A group of 50 dogs suffering from osteoarthritis were analysed over a period of 2 weeks during and after treatment with differing amounts of carprofen and mussel extract (kept to either 5 or 8 mg / kg / day). All animals were treated identically other than differing levels of carprofen.

This analysis revealed that doses between 0.5-2.0 mg carprofen per kg per day showed a similar response to the + CTL group (4 mg / kg / day - standard carprofen treatment). However, dosage below 0.5 mg carprofen per kg per day showed a significantly reduced response in both 5 mg and 8 mg mussel extract groups, suggesting that the carprofen was not effective under this carprofen dosage. Furthermore, the 5 mg group showed poorer results than the 8 mg group (and + CTL) when the carprofen was lowered below 2 mg / kg / day. This suggested that the synergistic effect was weakened when the mussel extract was lowered to 5 mg / kg / day. Based on these results, the applicant understands that the threshold is approximately 6 mg / kg / day mussel extract.

The analysis compared the most common side-effects associated with carprofen treatment. The analysis revealed that side-effects were more prevalent in dogs treated with over 2 mg / kg / day than those treated with between 0.5 - 2 mg / kg / day. Importantly, the prevalence of side-effects seen in the latter group are most similar to the + CTL group (normal carprofen treatment) suggesting that side- effects were substantially abolished when carprofen is reduced to levels below 2 mg / kg / day.

Preferred Dosages

Based on the trial above, the inventors have provided a summary (Table 2) of the preferred dosage ranges. Dosages may be adjusted largely according to the weight of the animal being treated.

TABLE 1

It should be appreciated that quantities outside of these ranges may also be appropriate depending on other characteristics of the animal including species, breed, age, sex, genetics and physiology of the animal. Dosages may also be taken across different time periods of the day e.g. the dose split in two and half administered in the morning and half in the evening.

The ranges given should also not be seen as limiting as it should be appreciated by those skilled in the art that the composition may also to be used for animals of weights other than 6kg.

Dosage

It should be appreciated by those skilled in the art that the on-going dosage level may be largely dependent on the clinical response to treatment by the animal under treatment although it is envisaged that, for the present invention, treatments will continue with a daily dosage taken for a period of one to two months.

Following treatment with the composition of the present invention, it is envisaged that the animal may be further treated with the composition as disclosed in the applicant's related publication, WO 01/05411 for future treatment.

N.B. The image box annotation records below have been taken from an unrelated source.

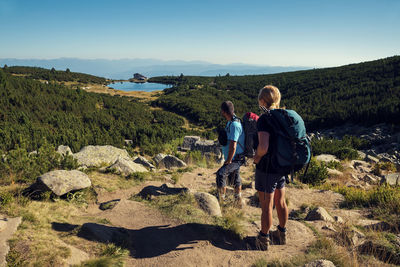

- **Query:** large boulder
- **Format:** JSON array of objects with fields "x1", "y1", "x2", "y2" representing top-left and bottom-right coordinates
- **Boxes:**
[
  {"x1": 35, "y1": 170, "x2": 92, "y2": 196},
  {"x1": 107, "y1": 158, "x2": 147, "y2": 176},
  {"x1": 0, "y1": 215, "x2": 22, "y2": 266},
  {"x1": 194, "y1": 192, "x2": 222, "y2": 217},
  {"x1": 133, "y1": 156, "x2": 156, "y2": 170},
  {"x1": 306, "y1": 207, "x2": 335, "y2": 222},
  {"x1": 73, "y1": 145, "x2": 129, "y2": 167},
  {"x1": 57, "y1": 145, "x2": 73, "y2": 157},
  {"x1": 381, "y1": 172, "x2": 400, "y2": 185},
  {"x1": 154, "y1": 154, "x2": 187, "y2": 169}
]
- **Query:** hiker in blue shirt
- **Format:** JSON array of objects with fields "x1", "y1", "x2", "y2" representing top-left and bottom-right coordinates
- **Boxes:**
[{"x1": 216, "y1": 101, "x2": 245, "y2": 208}]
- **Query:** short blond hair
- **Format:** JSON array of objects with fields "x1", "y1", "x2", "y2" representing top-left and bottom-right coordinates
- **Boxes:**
[{"x1": 258, "y1": 85, "x2": 281, "y2": 109}]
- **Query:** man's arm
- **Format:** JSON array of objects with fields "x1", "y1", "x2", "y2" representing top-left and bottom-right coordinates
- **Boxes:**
[{"x1": 224, "y1": 140, "x2": 237, "y2": 165}]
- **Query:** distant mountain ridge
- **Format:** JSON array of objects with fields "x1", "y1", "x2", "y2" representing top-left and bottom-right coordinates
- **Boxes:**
[{"x1": 0, "y1": 58, "x2": 310, "y2": 79}]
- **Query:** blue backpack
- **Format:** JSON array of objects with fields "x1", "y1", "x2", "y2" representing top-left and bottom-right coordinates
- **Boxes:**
[{"x1": 262, "y1": 109, "x2": 311, "y2": 182}]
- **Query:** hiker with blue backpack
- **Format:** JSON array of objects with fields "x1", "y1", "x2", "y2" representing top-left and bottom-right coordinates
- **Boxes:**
[
  {"x1": 216, "y1": 101, "x2": 245, "y2": 208},
  {"x1": 254, "y1": 85, "x2": 311, "y2": 250}
]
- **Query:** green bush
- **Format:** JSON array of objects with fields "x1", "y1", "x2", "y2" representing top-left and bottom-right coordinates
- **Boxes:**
[
  {"x1": 0, "y1": 139, "x2": 78, "y2": 184},
  {"x1": 300, "y1": 158, "x2": 328, "y2": 185}
]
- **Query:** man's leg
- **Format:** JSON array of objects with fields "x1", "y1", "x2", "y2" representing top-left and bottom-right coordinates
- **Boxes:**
[
  {"x1": 274, "y1": 187, "x2": 289, "y2": 228},
  {"x1": 258, "y1": 191, "x2": 274, "y2": 235},
  {"x1": 271, "y1": 178, "x2": 289, "y2": 245}
]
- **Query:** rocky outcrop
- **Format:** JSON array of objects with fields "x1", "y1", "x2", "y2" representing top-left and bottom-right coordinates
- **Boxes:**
[
  {"x1": 33, "y1": 170, "x2": 92, "y2": 196},
  {"x1": 194, "y1": 192, "x2": 222, "y2": 217},
  {"x1": 180, "y1": 136, "x2": 221, "y2": 157},
  {"x1": 133, "y1": 156, "x2": 156, "y2": 170},
  {"x1": 306, "y1": 207, "x2": 335, "y2": 222},
  {"x1": 181, "y1": 136, "x2": 200, "y2": 150},
  {"x1": 107, "y1": 158, "x2": 147, "y2": 176},
  {"x1": 0, "y1": 215, "x2": 22, "y2": 267},
  {"x1": 381, "y1": 173, "x2": 400, "y2": 185},
  {"x1": 138, "y1": 184, "x2": 190, "y2": 199},
  {"x1": 315, "y1": 154, "x2": 339, "y2": 163},
  {"x1": 304, "y1": 260, "x2": 335, "y2": 267},
  {"x1": 154, "y1": 154, "x2": 187, "y2": 169},
  {"x1": 57, "y1": 145, "x2": 73, "y2": 156},
  {"x1": 73, "y1": 146, "x2": 130, "y2": 167}
]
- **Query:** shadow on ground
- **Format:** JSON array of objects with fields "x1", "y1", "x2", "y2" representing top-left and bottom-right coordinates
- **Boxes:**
[{"x1": 52, "y1": 222, "x2": 256, "y2": 258}]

It should be appreciated by those skilled in the art that the above described invention provides an animal treatment for joint disorders that is effective at treating both the symptoms of the disorder as well as the underlying cause of the disorder i.e. cartilage degradation and associated inflammation. It is also envisaged that the combination formulation also acts quickly to treat the disorder, requires a lower dose of COX-2 selective NSAIDs, is more cost effective and has fewer potential side effects.

Aspects of the present invention have been described by way of example only and it should be appreciated that modifications and additions may be made thereto without departing from the scope thereof as defined in the appended claims.